Not so much because they remind me of the fact that someone was killed (usually in an auto accident) at whatever particular spot is marked. But because of the amount of effort it takes to maintain such a spot.
BECAUSE IF ONE just erects a cross and a couple of pictures, the whole thing quickly collapses into junk. That causes local officials to dismiss the whole spectacle as a road hazard, and they come along and turn the whole thing into trash!
That is an idea that bothers the people who erect those memorials – who’d like to think their efforts are permanent.
Which is why my attention was captured by a Chicago Tribune story published Wednesday about Cook County government’s efforts to help these people.
For it seems that the county Highway Department will erect permanent markers that include a name and date of the person being paid tribute to, along with a message telling people “Please Don’t Drink and Drive.”
I’M SURE SOME people are going to think these blue signs with white lettering are rather generic and impersonal. We won’t get the collections of photographs of the deceased that some of these home-made memorials consist of. We won’t get the personal messages from loved ones left at the scene.
Yet there is the touch of permanence (or at least as permanent as any road sign can ever be) from these new county-installed memorial signs. The fact that they won’t deteriorate into a pile of junk does help enhance the overall appearance (even though they eventually will turn to rust, due to exposure to the Midwestern weather elements).

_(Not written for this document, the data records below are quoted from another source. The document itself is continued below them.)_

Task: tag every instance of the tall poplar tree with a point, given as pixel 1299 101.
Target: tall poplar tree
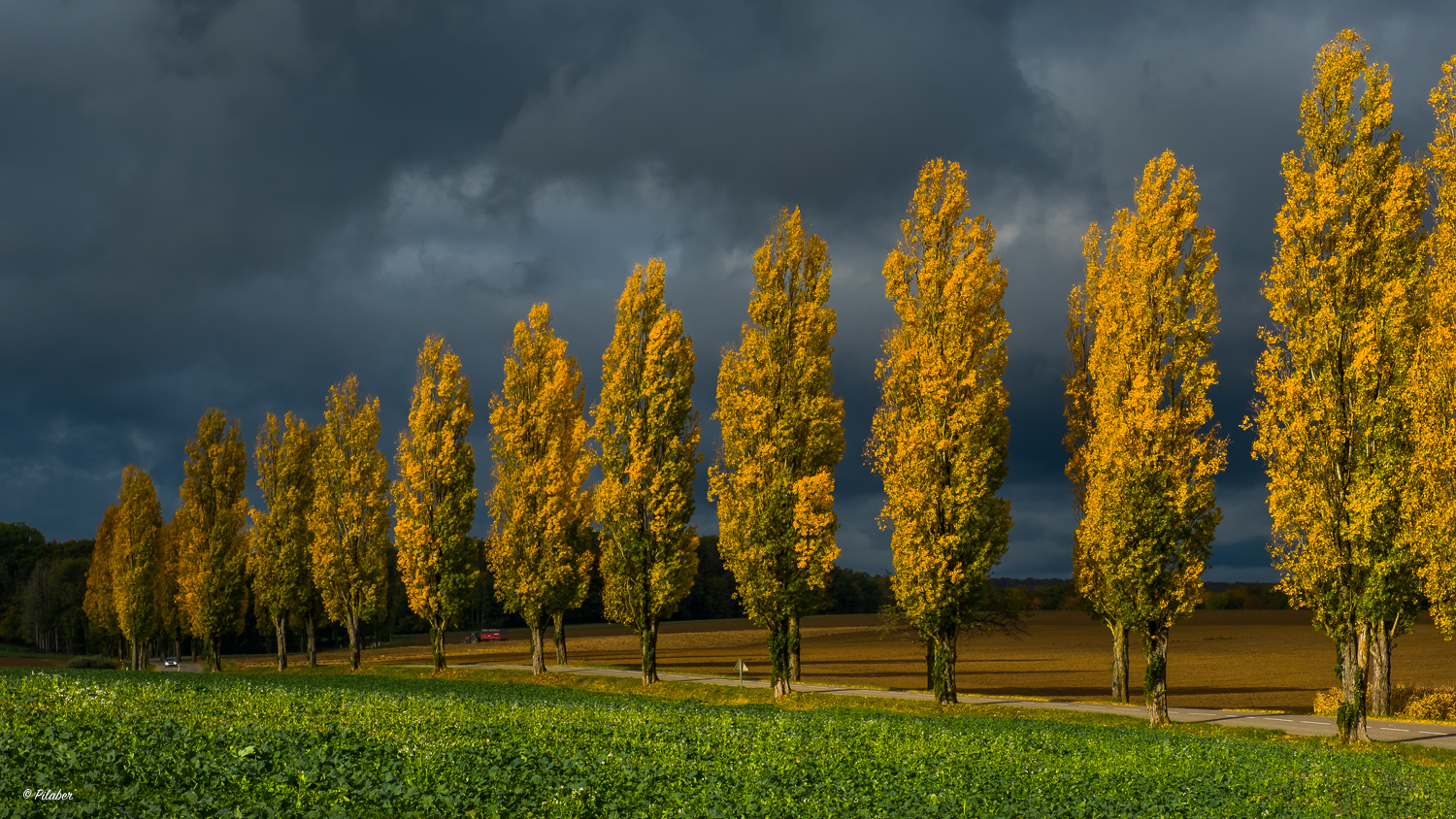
pixel 348 518
pixel 1152 452
pixel 1430 502
pixel 1086 574
pixel 134 559
pixel 646 434
pixel 538 505
pixel 436 493
pixel 940 435
pixel 1344 309
pixel 279 554
pixel 171 618
pixel 783 435
pixel 212 544
pixel 99 603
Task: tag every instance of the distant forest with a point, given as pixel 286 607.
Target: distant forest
pixel 43 583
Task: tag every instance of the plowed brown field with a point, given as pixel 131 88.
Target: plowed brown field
pixel 1217 659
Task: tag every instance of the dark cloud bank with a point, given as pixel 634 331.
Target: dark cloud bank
pixel 238 204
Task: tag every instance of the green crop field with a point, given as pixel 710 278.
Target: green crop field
pixel 372 745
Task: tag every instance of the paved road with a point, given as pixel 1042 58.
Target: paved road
pixel 1305 725
pixel 182 665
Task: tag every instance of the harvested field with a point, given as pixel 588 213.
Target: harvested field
pixel 1217 659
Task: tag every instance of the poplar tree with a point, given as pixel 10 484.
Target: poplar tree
pixel 279 554
pixel 1432 496
pixel 783 435
pixel 212 544
pixel 538 505
pixel 1152 452
pixel 99 603
pixel 133 559
pixel 1086 576
pixel 436 493
pixel 1344 309
pixel 940 435
pixel 348 554
pixel 171 618
pixel 646 434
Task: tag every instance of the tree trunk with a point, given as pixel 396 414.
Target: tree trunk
pixel 559 636
pixel 929 662
pixel 1351 687
pixel 943 671
pixel 352 624
pixel 538 646
pixel 779 656
pixel 648 639
pixel 437 644
pixel 1120 693
pixel 281 627
pixel 1379 649
pixel 1155 679
pixel 794 649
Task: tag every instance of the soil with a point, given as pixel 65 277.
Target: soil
pixel 1217 659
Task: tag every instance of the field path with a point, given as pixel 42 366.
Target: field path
pixel 1305 725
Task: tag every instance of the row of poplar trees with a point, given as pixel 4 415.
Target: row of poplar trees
pixel 317 544
pixel 1356 408
pixel 940 442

Unless one is willing to keep paying the county a fee – in which case, the sign will be replaced every couple of years.
That is, assuming the accident victim you want tribute paid to was killed along a county-maintained road. Although it seems the Illinois Department of Transportation has a similar program that was the inspiration for the county effort.
IT WILL BE interesting to see how many people actually take advantage of this new program. A part of me wonders if we’ll get some people who will persist in trying to put up their own home-made memorials rather than pay county government a fee.

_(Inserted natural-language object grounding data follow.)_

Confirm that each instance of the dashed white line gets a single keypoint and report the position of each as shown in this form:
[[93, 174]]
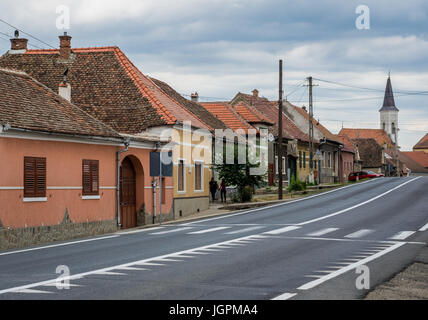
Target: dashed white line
[[285, 296], [359, 234], [402, 235], [424, 228], [322, 232], [244, 230], [170, 231], [352, 266], [209, 230], [282, 230]]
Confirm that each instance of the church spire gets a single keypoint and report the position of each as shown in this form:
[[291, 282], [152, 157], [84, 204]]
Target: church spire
[[388, 100]]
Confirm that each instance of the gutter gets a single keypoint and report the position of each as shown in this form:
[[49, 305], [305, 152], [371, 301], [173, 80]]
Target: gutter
[[126, 142]]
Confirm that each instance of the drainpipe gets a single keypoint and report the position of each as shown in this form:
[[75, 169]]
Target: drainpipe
[[118, 153]]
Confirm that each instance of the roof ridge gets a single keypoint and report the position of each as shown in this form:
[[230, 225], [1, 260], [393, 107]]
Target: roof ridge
[[62, 101]]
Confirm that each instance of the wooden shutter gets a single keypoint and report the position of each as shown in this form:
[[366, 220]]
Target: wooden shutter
[[34, 177], [90, 177], [181, 175], [198, 176]]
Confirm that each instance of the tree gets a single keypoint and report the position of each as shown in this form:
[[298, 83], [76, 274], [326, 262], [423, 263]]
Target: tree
[[238, 174]]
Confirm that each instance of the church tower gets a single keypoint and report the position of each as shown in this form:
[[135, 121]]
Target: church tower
[[389, 113]]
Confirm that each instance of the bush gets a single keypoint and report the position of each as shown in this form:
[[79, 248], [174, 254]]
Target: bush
[[296, 185]]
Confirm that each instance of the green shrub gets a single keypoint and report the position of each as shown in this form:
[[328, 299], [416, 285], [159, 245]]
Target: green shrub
[[296, 185]]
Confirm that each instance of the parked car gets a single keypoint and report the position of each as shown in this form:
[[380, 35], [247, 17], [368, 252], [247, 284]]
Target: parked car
[[363, 175]]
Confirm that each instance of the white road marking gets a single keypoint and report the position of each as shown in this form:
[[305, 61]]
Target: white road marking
[[285, 296], [139, 230], [322, 232], [170, 231], [244, 230], [357, 205], [208, 230], [352, 266], [402, 235], [281, 230], [424, 228], [57, 245], [30, 291], [359, 234], [110, 273], [110, 269], [131, 268]]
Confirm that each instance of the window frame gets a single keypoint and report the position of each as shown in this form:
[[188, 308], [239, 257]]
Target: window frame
[[85, 191], [201, 164], [35, 195]]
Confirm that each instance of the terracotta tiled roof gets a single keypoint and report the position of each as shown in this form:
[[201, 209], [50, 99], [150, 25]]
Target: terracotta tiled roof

Even if that fee is miniscule enough that no one’s going to be able to balance the county budget on the money raised from such memorial signs.
Will we get some people taking on a hard-line attitude? And will we now have government officials figuring that these officially-recognized tributes reduce the home-made tributes to the level of litter – so we’re going to start seeing them torn down at a moment’s notice?
Although I have to admit I don’t think it will make much difference as far as I’m concerned.
BECAUSE THE SENTIMENT I experience whenever I see one of these home-made memorials is to be reminded that life can end at a moment’s notice. There usually isn’t much in the way of warning.
I could die while writing this commentary. Or I could last for another 40 or so years. I should try my hardest to make the most of my life while I still have it.
And the fact that I still “have it” is what I am thankful for on this Thanksgiving holiday. That, and the fact that nobody in my surviving family has had to think about trying to erect such a memorial in my name.